Vinitaly: da Trump e Brexit incognite su export vini Italia

ROMA. – Alla vigilia di Vinitaly, dal 9 al 12 alla fiera di Verona, due mercati fondamentali per l’export del vino italiano, Stati Uniti e Regno Unito, presentano nuove incognite per gli operatori che si stanno interrogando sull’impatto della Brexit e dei superdazi voluti dal presidente Usa Donald Trump, anche se i vini made in Italy non ne sono finora coinvolti.

L’Italia, sulla base delle ultime rilevazioni Ismea, è il primo paese fornitore di vino negli Usa, sia in valore (1,6 miliardi di euro, + 6,1% rispetto al 2015, meglio anche della Francia, ferma a 1,4), che in volume (3,2 milioni di ettolitri).

“Le tensioni con Usa e Gran Bretagna – osserva il presidente Federvini, Sandro Boscaini – nascono da due scenari simili (scelte di politica nazionale) ma ben diverse sono le implicazioni. Per la Brexit è prematuro immaginare se e come saranno modificati i trattati commerciali, ma sia Usa che Gran Bretagna mostrano cosa vogliano dire le pulsioni a chiudere il mercato.

Per l’Italia vinicola la preoccupazione è innegabile, ma ci auguriamo che alle prime forti schermaglie politiche segua una fase di confronto teso a costruire migliori relazioni e non a bruciare tutto quello che è stato realizzato fino ad oggi”.

Tra le cantine cooperative italiane, che commercializzano il 56% di tutti i vini e gli spumanti italiani venduti negli Stati Uniti, trapela invece “un timido ottimismo”.

“Non immaginiamo uno scenario oltreoceano – spiega la coordinatrice del Settore vino dell’Alleanza Ruenza Santandrea – che possa repentinamente mutarsi in una forte ostilità verso i nostri vini. Gli Usa del resto hanno anche un notevole peso come Paese esportatore di vino, collocandosi al settimo posto nella graduatoria mondiale in volume e al quinto in valore: se venissero messi dazi e barricate, tutti gli scambi commerciali subirebbero un contraccolpo e gli stessi produttori californiani finirebbero per essere penalizzati”.
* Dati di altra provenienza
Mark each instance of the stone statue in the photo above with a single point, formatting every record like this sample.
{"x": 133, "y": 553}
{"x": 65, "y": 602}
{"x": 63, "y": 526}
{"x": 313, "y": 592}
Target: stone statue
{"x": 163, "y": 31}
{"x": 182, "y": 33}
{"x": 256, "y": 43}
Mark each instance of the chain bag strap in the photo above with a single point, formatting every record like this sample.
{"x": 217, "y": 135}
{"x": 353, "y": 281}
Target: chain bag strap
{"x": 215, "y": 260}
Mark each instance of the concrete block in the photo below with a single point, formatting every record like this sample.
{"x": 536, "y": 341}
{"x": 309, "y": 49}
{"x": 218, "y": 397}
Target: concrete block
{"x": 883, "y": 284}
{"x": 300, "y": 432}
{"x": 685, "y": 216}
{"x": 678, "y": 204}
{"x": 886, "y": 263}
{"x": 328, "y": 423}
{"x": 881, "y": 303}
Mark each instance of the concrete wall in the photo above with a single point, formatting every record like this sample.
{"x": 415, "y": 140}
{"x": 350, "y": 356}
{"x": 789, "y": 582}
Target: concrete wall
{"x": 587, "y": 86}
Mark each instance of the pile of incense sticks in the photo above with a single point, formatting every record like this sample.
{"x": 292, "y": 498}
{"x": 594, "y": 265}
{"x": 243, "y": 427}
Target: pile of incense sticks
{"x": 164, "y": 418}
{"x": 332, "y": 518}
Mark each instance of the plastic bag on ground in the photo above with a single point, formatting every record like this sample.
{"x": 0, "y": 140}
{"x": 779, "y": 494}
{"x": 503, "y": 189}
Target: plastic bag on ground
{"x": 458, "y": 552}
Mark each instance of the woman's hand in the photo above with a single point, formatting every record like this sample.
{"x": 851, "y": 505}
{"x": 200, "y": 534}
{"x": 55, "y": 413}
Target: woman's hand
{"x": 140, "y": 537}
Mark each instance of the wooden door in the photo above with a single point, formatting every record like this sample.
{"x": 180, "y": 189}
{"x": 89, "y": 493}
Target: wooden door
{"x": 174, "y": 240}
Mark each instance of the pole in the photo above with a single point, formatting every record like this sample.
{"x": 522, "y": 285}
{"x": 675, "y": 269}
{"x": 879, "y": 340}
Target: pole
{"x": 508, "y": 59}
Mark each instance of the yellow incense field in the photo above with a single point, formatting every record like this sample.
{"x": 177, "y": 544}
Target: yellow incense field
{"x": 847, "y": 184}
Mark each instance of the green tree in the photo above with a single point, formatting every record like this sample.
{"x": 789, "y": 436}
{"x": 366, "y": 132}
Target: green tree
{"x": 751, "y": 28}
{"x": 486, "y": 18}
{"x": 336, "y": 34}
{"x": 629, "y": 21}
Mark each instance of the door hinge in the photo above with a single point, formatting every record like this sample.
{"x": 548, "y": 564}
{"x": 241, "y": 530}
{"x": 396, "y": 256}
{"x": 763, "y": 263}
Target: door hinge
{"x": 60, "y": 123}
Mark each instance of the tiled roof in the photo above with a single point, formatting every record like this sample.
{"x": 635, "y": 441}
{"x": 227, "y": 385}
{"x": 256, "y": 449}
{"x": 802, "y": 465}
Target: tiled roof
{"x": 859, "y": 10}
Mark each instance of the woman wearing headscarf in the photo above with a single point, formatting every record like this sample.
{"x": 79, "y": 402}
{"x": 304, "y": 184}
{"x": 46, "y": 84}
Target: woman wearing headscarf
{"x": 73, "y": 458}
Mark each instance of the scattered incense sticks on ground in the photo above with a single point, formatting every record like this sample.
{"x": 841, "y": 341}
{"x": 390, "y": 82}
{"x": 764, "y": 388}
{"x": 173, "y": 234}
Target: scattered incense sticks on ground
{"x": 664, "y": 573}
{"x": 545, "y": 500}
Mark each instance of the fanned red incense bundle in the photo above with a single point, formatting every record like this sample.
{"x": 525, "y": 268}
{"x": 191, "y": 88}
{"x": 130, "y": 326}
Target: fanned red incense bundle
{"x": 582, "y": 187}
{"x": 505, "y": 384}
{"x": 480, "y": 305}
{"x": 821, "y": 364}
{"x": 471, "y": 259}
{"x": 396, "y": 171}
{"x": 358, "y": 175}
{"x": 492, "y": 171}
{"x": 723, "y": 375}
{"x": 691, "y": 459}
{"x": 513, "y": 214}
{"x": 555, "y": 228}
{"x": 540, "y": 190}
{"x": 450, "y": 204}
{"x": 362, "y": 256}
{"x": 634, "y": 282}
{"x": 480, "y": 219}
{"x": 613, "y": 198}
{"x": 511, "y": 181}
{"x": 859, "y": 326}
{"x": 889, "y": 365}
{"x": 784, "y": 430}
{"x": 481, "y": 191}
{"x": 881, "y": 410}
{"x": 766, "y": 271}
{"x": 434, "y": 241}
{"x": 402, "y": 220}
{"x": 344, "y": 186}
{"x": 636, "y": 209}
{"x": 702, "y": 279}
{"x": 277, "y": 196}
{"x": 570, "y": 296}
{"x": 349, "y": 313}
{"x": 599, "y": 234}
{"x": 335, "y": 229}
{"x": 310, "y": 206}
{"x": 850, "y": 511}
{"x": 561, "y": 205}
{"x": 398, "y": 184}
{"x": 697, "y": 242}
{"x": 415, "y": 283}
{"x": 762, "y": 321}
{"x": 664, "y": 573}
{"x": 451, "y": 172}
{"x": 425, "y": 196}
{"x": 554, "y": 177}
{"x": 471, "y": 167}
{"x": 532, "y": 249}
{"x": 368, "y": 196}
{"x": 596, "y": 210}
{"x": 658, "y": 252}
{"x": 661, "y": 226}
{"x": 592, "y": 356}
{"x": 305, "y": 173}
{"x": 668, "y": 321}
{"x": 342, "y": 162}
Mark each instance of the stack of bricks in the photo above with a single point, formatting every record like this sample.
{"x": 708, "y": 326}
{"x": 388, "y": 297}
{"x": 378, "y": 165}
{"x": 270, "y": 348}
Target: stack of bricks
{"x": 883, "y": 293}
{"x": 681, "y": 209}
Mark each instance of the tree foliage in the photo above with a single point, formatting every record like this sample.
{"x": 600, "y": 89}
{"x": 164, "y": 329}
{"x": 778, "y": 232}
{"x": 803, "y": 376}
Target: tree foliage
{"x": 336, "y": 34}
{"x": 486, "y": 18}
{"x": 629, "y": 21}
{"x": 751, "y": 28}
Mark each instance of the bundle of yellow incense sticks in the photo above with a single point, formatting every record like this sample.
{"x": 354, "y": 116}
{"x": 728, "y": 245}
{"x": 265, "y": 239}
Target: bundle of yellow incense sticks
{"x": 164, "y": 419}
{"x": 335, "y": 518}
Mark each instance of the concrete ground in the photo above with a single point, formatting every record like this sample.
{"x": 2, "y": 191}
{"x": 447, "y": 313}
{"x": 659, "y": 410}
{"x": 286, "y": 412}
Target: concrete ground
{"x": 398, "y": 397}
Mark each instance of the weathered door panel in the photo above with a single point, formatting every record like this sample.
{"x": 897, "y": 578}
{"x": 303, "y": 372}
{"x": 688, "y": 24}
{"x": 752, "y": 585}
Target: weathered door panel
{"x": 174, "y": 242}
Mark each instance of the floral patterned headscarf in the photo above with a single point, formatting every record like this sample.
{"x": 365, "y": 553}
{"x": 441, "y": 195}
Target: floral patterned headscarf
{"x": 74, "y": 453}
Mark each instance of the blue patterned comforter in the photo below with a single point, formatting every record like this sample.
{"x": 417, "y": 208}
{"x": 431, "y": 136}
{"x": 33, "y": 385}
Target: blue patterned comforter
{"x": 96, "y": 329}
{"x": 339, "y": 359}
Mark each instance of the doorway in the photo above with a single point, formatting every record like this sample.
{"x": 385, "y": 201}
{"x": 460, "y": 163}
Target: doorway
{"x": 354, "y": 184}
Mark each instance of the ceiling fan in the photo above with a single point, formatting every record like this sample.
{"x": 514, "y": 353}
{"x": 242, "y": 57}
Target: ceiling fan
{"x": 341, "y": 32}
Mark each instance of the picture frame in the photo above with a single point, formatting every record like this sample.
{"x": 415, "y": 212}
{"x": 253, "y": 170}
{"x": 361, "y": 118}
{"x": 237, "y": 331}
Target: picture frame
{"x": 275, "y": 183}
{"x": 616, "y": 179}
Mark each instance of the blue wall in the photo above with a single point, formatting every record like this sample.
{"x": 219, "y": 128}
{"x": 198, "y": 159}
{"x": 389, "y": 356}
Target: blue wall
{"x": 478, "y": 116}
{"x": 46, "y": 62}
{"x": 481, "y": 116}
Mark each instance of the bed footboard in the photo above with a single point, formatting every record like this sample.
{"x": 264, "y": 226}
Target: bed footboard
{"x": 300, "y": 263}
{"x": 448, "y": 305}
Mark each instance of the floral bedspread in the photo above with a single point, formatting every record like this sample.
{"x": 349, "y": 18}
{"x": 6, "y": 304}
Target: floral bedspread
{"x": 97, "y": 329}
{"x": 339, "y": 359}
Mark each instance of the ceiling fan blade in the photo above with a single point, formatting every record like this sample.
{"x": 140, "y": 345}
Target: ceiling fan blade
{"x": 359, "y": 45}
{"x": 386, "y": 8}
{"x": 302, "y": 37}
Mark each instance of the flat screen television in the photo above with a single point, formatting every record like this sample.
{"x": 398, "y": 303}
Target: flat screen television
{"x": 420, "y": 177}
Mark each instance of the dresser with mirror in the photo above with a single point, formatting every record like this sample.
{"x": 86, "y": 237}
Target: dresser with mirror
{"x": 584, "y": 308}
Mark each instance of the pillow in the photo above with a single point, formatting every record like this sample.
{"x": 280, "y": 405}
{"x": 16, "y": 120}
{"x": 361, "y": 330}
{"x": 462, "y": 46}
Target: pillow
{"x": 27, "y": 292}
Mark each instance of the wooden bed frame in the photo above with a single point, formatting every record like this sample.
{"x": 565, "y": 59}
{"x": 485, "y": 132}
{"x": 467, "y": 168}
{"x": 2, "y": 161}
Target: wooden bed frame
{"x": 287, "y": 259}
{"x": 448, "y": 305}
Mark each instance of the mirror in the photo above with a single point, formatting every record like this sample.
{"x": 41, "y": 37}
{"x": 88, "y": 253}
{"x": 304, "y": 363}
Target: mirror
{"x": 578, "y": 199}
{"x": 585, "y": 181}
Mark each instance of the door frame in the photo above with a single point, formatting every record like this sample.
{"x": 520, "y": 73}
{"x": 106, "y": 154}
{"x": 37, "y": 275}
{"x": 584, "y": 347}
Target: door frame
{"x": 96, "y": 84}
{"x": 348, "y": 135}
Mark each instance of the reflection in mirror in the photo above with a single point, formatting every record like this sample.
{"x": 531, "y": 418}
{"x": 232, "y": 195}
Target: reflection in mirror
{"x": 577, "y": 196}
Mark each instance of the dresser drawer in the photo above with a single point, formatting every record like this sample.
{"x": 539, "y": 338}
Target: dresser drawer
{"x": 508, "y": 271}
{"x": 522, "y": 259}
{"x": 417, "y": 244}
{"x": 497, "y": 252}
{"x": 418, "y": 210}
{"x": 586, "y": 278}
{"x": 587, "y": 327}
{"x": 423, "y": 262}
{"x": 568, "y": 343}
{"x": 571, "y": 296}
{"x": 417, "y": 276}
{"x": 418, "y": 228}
“Quello americano è un mercato maturo e in crescita e gli americani sono ormai consumatori evoluti”, confermano le cooperative che hanno maggiori quote di mercato nell’export a stelle e strisce. “Vinitaly, conclude il direttore generale di Veronafiere, Giovanni Mantovani, “è la meta preferita dagli operatori provenienti dagli States: ad oggi sono già quasi 1.500 i buyer Usa registrati per l’edizione 2017, con una tendenza positiva rispetto all’anno precedente. E sono 13 le aziende nordamericane espositrici.

Il programma di internazionalizzazione verso gli Usa prevede poi un ulteriore rafforzamento sia attraverso un pacchetto di investimenti previsti dal piano industriale della Spa con lo sviluppo di iniziative fieristiche e di eventi negli Usa, sia nell’ambito del piano di promozione straordinaria del Made in Italy promosso da Mise e Mipaaf e che vede Veronafiere con Vinitaly partner operativo con Ice su questo mercato”.